# Need Help Identifying Artwork Artsit



## noobtramp (Dec 31, 2017)

I have recently received from my grandfather some artwork. 

The pieces are extremely high quality, but I simple lack the ability to find the artist (I can not read his handwriting)

Can anyone help me identify or at least get more information on these pieces?

Thank you.


----------



## JoBlueQuarter (Dec 30, 2017)

Can you share some pictures?


----------



## noobtramp (Dec 31, 2017)

Here you go


----------



## noobtramp (Dec 31, 2017)

I have shared pictures now


----------



## JoBlueQuarter (Dec 30, 2017)

I'm sorry, I'm not very educated on this subject. Have you asked your grandfather?


----------



## noobtramp (Dec 31, 2017)

JoBlueQuarter said:


> I'm sorry, I'm not very educated on this subject. Have you asked your grandfather?

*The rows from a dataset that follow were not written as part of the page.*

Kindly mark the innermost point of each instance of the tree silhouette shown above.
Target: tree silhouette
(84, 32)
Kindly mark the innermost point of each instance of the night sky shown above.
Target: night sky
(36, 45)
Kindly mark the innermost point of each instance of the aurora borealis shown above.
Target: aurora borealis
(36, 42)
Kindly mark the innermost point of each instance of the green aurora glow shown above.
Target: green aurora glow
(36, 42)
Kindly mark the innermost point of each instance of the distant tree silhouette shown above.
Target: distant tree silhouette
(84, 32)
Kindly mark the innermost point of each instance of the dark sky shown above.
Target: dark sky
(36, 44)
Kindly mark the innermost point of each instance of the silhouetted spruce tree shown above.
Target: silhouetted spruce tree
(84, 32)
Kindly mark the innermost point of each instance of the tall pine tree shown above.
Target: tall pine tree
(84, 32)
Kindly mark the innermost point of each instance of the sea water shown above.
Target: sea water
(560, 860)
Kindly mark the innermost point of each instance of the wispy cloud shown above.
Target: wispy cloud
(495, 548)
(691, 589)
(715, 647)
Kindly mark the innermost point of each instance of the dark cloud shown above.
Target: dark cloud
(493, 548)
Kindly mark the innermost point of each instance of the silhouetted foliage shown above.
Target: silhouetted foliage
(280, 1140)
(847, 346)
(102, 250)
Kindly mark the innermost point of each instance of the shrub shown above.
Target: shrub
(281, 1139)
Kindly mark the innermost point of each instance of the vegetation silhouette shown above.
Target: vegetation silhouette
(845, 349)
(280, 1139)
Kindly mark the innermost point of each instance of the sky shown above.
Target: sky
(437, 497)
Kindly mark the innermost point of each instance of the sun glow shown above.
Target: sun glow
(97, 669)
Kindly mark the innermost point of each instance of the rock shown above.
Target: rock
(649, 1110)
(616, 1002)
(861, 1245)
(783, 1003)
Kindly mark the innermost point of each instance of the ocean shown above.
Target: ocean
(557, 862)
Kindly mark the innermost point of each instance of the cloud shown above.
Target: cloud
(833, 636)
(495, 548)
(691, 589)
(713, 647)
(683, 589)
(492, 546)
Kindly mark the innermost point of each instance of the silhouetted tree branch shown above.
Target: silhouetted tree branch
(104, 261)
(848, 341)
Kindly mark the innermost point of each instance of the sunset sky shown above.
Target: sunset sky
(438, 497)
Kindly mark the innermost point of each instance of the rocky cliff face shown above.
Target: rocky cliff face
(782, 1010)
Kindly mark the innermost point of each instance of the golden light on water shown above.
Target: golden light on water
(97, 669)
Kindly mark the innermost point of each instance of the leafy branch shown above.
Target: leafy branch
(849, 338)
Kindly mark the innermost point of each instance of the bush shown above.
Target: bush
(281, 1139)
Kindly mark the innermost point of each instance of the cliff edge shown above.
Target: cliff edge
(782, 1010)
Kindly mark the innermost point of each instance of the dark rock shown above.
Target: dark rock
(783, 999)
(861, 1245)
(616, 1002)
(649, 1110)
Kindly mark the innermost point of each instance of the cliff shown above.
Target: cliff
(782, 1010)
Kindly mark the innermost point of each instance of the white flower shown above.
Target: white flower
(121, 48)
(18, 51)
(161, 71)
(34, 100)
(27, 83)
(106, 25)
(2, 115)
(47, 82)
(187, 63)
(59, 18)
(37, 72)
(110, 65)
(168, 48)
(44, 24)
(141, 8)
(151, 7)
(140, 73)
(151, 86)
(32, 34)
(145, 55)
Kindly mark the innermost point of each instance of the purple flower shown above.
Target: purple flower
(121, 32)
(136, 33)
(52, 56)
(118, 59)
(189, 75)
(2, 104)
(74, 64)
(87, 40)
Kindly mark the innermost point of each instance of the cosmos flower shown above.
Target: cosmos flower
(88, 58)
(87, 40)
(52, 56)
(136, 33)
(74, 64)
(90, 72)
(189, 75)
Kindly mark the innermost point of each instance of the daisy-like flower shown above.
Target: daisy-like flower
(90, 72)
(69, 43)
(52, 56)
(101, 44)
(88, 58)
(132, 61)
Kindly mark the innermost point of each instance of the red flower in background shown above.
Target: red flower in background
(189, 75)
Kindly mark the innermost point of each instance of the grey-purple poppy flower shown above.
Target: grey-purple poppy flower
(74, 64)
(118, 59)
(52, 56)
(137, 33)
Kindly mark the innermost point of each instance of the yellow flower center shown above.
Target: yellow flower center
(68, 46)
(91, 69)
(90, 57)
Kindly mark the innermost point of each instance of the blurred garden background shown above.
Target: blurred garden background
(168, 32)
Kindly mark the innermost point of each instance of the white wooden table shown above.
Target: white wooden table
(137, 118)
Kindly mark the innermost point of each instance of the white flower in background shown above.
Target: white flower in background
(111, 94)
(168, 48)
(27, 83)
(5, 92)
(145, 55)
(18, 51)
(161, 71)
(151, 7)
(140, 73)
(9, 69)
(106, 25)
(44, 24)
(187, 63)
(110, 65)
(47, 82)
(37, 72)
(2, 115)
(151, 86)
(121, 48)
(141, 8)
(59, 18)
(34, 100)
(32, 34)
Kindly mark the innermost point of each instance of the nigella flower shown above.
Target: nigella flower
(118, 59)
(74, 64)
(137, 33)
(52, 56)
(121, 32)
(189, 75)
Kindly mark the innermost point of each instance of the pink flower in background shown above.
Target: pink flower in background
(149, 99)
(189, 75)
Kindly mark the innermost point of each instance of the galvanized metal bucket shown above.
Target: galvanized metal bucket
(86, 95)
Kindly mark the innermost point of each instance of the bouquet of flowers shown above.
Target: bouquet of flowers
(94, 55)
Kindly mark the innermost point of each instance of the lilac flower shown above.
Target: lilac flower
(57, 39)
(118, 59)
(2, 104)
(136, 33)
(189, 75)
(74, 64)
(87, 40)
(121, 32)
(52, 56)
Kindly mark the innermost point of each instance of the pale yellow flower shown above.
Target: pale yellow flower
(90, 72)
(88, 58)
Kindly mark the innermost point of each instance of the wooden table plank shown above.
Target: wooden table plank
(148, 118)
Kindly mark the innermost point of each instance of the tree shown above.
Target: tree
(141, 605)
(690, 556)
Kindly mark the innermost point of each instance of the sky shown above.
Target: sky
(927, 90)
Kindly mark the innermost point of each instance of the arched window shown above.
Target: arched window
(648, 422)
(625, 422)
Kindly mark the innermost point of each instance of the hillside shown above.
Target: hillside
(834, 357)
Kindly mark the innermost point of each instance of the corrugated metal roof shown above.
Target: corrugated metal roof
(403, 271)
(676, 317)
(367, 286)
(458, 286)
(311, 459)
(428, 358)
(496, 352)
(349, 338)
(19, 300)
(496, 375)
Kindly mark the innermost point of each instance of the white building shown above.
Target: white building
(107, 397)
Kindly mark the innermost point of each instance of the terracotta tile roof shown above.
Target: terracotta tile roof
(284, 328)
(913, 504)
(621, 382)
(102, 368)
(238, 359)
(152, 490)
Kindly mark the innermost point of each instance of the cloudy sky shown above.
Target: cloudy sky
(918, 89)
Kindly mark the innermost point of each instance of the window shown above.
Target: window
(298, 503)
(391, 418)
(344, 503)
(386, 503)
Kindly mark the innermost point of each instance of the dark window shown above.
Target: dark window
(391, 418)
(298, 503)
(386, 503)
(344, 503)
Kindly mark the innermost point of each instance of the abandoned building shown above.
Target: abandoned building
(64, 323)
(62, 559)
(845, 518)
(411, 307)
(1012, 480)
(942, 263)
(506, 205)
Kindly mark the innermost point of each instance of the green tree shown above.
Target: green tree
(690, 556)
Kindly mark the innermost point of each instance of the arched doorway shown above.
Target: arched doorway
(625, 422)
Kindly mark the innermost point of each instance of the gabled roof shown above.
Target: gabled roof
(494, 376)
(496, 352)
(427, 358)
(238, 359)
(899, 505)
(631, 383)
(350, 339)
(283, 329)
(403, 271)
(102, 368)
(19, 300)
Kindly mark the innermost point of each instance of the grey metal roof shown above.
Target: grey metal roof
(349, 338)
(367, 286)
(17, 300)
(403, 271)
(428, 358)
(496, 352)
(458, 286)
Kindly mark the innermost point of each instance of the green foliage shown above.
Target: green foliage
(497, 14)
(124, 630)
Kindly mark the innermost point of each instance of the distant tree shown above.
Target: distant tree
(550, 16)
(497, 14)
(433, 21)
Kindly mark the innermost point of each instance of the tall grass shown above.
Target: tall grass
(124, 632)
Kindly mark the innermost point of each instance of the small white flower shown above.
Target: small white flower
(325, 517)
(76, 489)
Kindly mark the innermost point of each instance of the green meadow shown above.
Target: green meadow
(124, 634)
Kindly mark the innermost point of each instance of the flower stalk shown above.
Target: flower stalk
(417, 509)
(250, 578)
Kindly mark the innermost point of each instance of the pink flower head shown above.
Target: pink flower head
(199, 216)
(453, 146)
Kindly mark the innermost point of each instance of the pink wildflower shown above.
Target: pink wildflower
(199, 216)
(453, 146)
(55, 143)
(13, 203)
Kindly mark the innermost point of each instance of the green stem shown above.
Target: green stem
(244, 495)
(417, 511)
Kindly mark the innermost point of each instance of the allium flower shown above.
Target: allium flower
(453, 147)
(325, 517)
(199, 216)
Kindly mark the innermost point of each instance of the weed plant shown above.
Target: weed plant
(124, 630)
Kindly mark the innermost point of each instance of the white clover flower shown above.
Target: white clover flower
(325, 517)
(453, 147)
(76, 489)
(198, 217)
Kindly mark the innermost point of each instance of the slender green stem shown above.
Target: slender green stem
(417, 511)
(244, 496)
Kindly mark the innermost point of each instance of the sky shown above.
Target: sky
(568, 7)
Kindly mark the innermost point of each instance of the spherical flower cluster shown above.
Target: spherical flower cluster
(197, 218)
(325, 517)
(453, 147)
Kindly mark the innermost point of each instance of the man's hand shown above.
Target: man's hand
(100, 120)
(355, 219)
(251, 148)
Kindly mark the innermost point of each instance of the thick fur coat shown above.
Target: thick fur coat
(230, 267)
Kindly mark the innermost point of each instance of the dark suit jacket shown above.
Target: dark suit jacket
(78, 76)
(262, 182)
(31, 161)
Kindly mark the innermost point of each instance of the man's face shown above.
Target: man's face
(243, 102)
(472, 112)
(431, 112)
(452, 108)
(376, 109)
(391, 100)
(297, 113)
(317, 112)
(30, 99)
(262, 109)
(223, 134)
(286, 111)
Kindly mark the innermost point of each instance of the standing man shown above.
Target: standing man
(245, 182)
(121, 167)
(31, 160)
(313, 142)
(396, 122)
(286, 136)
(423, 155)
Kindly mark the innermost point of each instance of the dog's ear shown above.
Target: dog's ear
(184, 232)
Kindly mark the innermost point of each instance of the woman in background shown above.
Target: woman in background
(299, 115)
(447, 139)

He has passed away, so I sadly am not able to.


----------



## JoBlueQuarter (Dec 30, 2017)

noobtramp said:


> He has passed away, so I sadly am not able to.


Oh, I'm so sorry.


----------



## jacqueline (Jul 30, 2017)

noobtramp said:


> Here you go


Any idea what region of the world the paintings are from? The names look like Rene or Remo Caponi and J. B. Ghalard or Ghalaro to me but the first letter of that last name could be an I, a C, an F or something I haven't guessed. Having more samples of the person's writing would help

Sent from my SM-G930F using Tapatalk


----------



## noobtramp (Dec 31, 2017)

jacqueline said:


> Any idea what region of the world the paintings are from? The names look like Rene or Remo Caponi and J. B. Ghalard or Ghalaro to me but the first letter of that last name could be an I, a C, an F or something I haven't guessed. Having more samples of the person's writing would help
> 
> Sent from my SM-G930F using Tapatalk


The painting is Italian. The tiles I am unsure of. Any links to these artists wiki?


----------



## Rrr (Dec 9, 2017)

You could try to find a match via 'Google images' where you will have the possibility to upload an image via the searchform. After you uploaded the image Google wil perform a search trying to find similarities in its extensive image-database, based on patterns, colors and what more.

https://images.google.com/


----------